Nuitka — A Python Compiler (opens in new tab)

(kayhayen24x7.homelinux.org)

55 pointslehmannro15y ago33 comments

33 comments

I sometimes see people ask about translating a language like Python to Common Lisp (or another language that can be compiled) as a kind of optimization.

The problem, in general, isn't that Python and languages like it don't have a compiler, it's that the semantics of the language are hostile to good performance by traditional means of compilation. To do what the programmer requests requires doing things at runtime that are hard to make fast. That's why things like tracing JITs are being used for things like JavaScript.
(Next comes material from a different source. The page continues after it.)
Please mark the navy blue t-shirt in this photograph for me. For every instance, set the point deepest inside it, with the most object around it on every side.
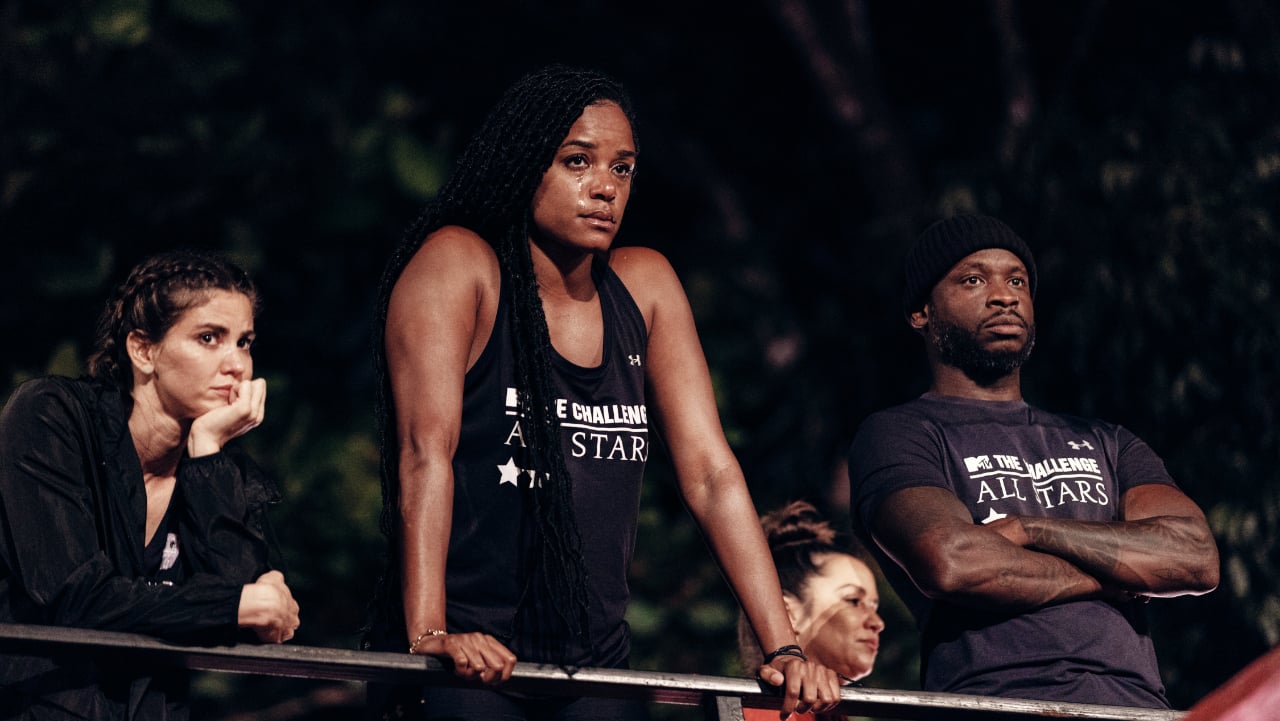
(1011, 459)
The speedup you get from actually compiling Python programs is because the CPython interpreter is pretty awful, not because compilation is a magic solution to performance problems. The IronPython guy gave a nice explanation of this at OOPSLA 2007's Dynamic Languages Symposium - maybe things have changed in CPython since then.

pbiggar15y ago

> The problem, in general, isn't that Python and languages like it don't have a compiler, it's that the semantics of the language are hostile to good performance by traditional means of compilation.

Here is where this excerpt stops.